There is a multitude of legal considerations connected to how these systems are assembled, who pays whom for what, and how all this mapping goes beyond country borders, which means HERE also operates on a global scale. (The company is headquartered in the Netherlands, but Kenzer’s legal team is largely in Chicago, for example).
To handle all the considerations, Kenzer, whose background in technology companies (Motorola and Google) goes way back, asks his fifty or so staff members to do something unusual: be willing to fail. “We innovate constantly now,” he says. “There is no innovation without experimentation, which sometimes means failure. Lawyers are usually type-A, refuse-to-fail types.” When lawyers first start innovating, “it can be a tough transition,” he adds.
Kenzer also believes in setting what he calls “ludicrous” goals, including reducing the size of contracts by as much as 90 percent. “I asked my team to start with a clean sheet of paper, then figure out the value of each contract clause,” he says. It was a technique that turned out to be surprisingly effective; he cites one revised contract template that had 70 percent fewer words than its original.
The legal team is structured by region, which makes sense for a company that is all about locational services. Though the largest legal office is in Chicago, HERE has in-house counsel spread around the globe, including in India, China, Australia, Singapore, Germany, and the Netherlands. With a total of 8,500 employees, HERE works in at least 54 countries in total.
Legal specialties such as labor, intellectual property (the company filed for 250 patents in 2018 alone), and privacy cut across those regions. Privacy, in particular, is a hot button issue in European Economic Area countries, where HERE follows the General Data Protection Regulation (GDPR); this gives people control over their personal data (including “the right to be forgotten”) as it simplifies the regulatory environment for companies such as HERE, doing business in several countries within the region.
The broad geographic scope is part of what gets Kenzer excited about his work. He’s always enjoyed being a business lawyer, but since landing at HERE in the latter part of 2017, he’s been able to achieve what he really wants to do: create positive change in world. “I love business,” Kenzer says, “but I came here because I recognize it’s a place where I can wed profit with my passions.”
For example, ride-sharing services such as Uber and Lyft have become fairly common in the US and several other countries, disrupting traditional taxi services. HERE can provide a platform that might save taxi-driver jobs by giving individuals the technology to provide Uber-like service minus the intermediary company. “This will allow a driver in Italy, for example, who has no tech experience, to still provide a smartphone-driven service,” Kenzer says. “That’s not only good for the drivers; it makes things easier for Americans to hail rides when in those countries.”
Beyond that, the HERE platform can wed census and real-time traffic and public-transit data with other information to identify where cities have food deserts (lack of healthy grocery retail) or where access to jobs is most pronounced. The company counts municipalities as one of its top customer segments, providing them with infrastructure and traffic-congestion management and other analytics—key characteristics of what make smart cities.

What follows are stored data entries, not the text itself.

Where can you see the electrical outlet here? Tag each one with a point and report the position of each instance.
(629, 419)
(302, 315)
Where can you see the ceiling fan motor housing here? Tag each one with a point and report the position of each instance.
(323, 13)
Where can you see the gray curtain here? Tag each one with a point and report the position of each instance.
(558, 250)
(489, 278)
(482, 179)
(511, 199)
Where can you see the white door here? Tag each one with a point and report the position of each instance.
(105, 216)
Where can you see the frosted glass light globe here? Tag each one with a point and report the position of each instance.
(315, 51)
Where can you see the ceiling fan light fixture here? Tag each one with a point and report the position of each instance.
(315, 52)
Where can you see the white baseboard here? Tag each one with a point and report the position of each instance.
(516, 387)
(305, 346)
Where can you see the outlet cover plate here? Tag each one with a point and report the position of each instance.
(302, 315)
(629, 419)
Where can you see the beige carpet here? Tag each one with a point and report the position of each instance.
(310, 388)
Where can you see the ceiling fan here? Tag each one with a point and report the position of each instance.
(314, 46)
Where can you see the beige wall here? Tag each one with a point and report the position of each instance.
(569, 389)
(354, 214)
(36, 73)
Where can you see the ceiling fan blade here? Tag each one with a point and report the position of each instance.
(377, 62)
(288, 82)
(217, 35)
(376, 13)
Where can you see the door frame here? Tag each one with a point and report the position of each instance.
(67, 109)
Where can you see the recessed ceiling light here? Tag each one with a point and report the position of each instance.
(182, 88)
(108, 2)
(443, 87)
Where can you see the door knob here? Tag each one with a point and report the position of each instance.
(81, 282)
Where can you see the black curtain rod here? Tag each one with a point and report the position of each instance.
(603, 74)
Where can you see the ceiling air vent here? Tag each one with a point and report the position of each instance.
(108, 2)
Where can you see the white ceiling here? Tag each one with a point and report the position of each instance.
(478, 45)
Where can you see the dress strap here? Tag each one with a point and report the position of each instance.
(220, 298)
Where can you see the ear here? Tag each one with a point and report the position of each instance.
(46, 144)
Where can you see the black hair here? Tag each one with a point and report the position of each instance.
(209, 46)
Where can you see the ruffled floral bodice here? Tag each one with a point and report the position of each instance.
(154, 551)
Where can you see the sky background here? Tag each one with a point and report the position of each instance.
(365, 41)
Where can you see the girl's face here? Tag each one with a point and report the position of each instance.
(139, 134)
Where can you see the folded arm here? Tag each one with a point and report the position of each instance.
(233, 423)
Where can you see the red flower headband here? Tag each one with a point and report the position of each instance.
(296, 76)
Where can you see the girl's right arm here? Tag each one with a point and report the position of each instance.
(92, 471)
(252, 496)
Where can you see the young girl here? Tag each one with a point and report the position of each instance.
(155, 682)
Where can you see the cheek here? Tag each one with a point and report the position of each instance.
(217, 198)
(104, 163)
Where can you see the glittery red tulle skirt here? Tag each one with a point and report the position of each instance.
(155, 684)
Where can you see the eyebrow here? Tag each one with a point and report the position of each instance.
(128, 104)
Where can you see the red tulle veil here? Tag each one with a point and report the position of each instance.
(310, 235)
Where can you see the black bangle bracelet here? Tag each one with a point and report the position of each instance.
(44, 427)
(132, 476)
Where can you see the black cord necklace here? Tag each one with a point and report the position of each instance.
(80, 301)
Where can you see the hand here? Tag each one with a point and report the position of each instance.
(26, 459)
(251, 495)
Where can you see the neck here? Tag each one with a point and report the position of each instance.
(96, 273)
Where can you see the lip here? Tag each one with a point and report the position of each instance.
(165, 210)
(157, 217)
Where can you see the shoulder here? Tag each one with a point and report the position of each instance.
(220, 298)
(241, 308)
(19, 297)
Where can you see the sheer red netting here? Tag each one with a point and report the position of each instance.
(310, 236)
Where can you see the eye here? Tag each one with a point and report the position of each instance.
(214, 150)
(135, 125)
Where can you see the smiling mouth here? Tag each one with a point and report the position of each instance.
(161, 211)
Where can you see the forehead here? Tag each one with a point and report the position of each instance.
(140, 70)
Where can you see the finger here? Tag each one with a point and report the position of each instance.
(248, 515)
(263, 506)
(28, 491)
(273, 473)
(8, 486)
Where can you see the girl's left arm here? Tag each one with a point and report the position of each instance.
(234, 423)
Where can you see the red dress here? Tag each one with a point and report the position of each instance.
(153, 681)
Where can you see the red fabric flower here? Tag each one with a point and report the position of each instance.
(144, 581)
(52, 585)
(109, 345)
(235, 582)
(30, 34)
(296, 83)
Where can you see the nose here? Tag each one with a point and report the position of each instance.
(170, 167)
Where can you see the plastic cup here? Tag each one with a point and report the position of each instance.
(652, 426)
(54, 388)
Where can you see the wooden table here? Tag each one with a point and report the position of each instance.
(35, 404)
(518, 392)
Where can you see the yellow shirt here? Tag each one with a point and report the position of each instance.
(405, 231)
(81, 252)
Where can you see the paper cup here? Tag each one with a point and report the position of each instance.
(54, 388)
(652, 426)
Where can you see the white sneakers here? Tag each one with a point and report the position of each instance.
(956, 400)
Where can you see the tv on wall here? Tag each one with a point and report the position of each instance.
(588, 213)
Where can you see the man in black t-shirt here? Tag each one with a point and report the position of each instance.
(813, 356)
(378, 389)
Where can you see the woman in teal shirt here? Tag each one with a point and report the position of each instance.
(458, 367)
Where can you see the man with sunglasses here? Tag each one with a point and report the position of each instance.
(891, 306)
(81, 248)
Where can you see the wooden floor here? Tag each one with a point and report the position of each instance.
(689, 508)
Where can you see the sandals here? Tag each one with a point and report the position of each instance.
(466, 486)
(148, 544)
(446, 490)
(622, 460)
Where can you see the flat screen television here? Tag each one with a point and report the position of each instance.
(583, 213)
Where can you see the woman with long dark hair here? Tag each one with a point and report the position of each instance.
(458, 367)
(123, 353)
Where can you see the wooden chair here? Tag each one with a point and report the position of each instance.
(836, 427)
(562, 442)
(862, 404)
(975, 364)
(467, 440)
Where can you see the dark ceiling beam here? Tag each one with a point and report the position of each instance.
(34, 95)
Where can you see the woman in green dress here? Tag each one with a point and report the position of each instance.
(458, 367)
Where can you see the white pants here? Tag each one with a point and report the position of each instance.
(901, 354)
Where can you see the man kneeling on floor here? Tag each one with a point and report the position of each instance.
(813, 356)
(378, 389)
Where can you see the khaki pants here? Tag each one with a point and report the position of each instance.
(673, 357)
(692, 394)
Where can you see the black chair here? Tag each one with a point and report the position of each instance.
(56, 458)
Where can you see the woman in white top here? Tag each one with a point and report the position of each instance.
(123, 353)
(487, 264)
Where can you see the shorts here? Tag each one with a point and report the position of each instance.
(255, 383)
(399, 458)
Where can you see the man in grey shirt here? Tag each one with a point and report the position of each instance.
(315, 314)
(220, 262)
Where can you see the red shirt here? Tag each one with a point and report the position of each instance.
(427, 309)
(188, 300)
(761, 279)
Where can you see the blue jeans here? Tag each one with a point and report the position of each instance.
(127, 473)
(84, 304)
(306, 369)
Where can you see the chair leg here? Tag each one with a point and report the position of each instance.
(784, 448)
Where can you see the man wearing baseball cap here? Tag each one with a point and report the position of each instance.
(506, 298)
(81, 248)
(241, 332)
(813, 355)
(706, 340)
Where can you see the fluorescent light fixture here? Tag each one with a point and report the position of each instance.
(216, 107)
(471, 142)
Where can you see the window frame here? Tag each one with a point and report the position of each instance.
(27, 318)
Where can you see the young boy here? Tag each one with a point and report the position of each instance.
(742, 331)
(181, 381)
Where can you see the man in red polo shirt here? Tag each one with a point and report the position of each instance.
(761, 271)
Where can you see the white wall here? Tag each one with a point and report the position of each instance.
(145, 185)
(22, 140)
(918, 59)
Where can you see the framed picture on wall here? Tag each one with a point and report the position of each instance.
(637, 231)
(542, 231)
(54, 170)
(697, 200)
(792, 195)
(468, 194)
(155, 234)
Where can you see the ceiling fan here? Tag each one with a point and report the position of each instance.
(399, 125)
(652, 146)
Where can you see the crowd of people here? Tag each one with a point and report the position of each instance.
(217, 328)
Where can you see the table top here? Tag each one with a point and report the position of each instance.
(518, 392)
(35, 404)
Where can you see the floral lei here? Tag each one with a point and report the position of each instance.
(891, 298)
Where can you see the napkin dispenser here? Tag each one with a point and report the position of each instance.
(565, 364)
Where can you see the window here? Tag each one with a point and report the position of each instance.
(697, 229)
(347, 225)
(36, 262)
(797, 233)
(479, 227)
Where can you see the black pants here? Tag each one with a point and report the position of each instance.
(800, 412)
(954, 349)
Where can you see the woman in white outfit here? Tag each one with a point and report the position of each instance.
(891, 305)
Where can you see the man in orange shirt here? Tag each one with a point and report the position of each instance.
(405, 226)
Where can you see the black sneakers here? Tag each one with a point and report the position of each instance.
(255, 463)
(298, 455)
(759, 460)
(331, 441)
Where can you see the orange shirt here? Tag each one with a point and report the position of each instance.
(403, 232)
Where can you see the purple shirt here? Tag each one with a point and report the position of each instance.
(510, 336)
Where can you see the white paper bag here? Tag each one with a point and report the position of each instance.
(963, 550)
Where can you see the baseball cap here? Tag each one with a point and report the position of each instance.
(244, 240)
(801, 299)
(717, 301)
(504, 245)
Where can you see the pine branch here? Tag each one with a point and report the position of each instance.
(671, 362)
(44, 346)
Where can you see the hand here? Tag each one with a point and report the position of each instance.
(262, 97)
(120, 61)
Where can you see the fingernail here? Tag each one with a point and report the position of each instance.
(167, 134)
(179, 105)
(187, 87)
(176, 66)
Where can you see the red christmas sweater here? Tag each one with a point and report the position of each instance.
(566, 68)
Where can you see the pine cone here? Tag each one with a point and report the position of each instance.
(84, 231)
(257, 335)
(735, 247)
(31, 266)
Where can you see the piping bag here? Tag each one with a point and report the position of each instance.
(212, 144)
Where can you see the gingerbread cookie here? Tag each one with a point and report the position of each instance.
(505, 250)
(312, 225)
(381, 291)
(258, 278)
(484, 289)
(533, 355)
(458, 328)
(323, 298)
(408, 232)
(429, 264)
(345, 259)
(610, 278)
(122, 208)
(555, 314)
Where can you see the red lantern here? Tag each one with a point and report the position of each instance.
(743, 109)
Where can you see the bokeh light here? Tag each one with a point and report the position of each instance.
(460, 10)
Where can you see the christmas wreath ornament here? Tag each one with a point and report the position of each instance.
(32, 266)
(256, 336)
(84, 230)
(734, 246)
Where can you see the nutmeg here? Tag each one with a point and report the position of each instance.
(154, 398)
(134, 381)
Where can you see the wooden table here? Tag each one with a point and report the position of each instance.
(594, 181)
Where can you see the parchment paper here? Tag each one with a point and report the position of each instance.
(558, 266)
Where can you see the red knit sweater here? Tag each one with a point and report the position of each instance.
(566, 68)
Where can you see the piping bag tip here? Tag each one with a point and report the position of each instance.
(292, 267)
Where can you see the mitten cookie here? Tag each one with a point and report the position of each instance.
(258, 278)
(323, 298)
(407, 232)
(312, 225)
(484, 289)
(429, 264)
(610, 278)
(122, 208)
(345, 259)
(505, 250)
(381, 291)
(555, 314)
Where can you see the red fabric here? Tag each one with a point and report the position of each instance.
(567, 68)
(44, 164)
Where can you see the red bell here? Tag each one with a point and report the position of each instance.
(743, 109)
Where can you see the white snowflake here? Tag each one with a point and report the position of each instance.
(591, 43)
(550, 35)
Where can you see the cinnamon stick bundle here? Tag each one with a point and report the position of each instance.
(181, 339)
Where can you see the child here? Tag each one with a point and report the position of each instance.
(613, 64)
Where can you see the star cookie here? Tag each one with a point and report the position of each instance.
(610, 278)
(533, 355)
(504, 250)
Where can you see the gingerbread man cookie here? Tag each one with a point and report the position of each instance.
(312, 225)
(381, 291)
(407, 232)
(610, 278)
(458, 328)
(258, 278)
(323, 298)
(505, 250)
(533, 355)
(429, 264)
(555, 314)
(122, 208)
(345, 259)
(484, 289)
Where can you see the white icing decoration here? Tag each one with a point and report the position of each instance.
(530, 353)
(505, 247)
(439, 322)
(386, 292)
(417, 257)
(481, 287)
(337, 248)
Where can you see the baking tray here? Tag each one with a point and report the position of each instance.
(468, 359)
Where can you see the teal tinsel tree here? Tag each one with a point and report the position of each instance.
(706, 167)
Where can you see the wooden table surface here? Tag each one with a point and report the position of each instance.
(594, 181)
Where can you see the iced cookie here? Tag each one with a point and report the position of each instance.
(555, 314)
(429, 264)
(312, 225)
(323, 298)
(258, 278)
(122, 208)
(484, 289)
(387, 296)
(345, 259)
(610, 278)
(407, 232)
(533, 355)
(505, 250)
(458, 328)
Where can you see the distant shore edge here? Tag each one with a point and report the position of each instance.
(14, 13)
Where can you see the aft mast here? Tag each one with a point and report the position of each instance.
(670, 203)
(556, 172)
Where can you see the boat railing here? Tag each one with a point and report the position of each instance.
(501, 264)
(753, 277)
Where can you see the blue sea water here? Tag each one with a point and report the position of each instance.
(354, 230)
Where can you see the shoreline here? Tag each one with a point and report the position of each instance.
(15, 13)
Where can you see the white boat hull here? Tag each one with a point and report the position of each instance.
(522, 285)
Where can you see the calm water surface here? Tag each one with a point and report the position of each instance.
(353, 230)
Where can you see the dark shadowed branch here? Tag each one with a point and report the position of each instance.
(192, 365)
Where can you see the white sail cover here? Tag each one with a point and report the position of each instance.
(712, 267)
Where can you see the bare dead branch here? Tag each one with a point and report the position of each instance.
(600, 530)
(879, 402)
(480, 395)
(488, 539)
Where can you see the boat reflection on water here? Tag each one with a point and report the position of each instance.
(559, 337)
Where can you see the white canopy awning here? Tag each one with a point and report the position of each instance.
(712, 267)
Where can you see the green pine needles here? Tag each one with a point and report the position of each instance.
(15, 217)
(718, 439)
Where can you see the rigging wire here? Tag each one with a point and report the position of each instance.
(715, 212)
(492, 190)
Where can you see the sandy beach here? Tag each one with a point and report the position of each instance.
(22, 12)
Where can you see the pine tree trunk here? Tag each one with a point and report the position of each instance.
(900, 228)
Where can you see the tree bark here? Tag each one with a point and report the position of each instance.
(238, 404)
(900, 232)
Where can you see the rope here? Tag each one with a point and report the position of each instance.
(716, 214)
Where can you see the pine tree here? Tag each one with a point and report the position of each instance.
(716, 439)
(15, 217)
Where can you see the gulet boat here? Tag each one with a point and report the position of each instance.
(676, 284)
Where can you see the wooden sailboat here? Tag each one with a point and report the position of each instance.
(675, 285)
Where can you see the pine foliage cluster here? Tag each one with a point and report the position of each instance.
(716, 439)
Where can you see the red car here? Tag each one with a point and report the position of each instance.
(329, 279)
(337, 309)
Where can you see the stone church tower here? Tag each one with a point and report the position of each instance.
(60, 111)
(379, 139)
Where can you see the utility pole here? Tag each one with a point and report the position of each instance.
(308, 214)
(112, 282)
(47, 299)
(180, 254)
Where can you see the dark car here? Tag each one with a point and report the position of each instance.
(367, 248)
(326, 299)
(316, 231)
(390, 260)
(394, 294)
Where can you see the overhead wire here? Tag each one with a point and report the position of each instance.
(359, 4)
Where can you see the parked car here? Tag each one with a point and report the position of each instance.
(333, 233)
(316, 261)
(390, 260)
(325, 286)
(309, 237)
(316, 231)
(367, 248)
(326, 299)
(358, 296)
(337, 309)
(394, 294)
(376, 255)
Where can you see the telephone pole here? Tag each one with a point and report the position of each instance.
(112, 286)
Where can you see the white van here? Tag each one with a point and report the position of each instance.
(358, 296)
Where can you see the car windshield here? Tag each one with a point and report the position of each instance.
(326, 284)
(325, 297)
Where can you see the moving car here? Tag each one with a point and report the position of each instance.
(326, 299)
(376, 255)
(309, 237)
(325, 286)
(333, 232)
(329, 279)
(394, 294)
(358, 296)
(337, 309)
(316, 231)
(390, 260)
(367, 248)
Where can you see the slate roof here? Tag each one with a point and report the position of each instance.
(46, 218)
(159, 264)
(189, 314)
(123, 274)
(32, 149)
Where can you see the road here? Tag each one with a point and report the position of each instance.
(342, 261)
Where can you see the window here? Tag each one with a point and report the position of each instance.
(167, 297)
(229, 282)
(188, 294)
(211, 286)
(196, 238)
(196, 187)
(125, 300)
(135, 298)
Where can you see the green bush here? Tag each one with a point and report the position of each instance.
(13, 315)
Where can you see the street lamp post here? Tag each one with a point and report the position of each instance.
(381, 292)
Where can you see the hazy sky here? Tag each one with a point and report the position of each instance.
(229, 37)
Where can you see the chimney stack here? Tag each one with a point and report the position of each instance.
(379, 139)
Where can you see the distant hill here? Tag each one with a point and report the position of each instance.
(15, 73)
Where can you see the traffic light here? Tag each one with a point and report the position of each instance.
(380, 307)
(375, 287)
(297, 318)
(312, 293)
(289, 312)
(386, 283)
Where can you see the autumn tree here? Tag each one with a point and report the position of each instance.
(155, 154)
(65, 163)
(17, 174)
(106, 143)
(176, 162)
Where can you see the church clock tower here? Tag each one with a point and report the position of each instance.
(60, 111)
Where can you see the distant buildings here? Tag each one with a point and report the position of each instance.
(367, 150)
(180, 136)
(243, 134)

Perhaps nearest to Kenzer’s heart is what has very little to do with commerce and everything to do with human lives. For instance, the world has 68.5 million people who have been forcibly displaced (according to UNHCR, the UN Refugee Agency). Kenzer says that HERE’s technologies can help identify where they are, what they need, and how to most efficiently get food, tents, and other relief to them in the most efficient ways.
Refugee displacement isn’t a good thing; neither are cars that turn highways into slow-moving parking lots. So, HERE finds ways to improve how people and things get to where they should be, safely and efficiently. And, none of that could happen without Kenzer and his attorneys to see it through.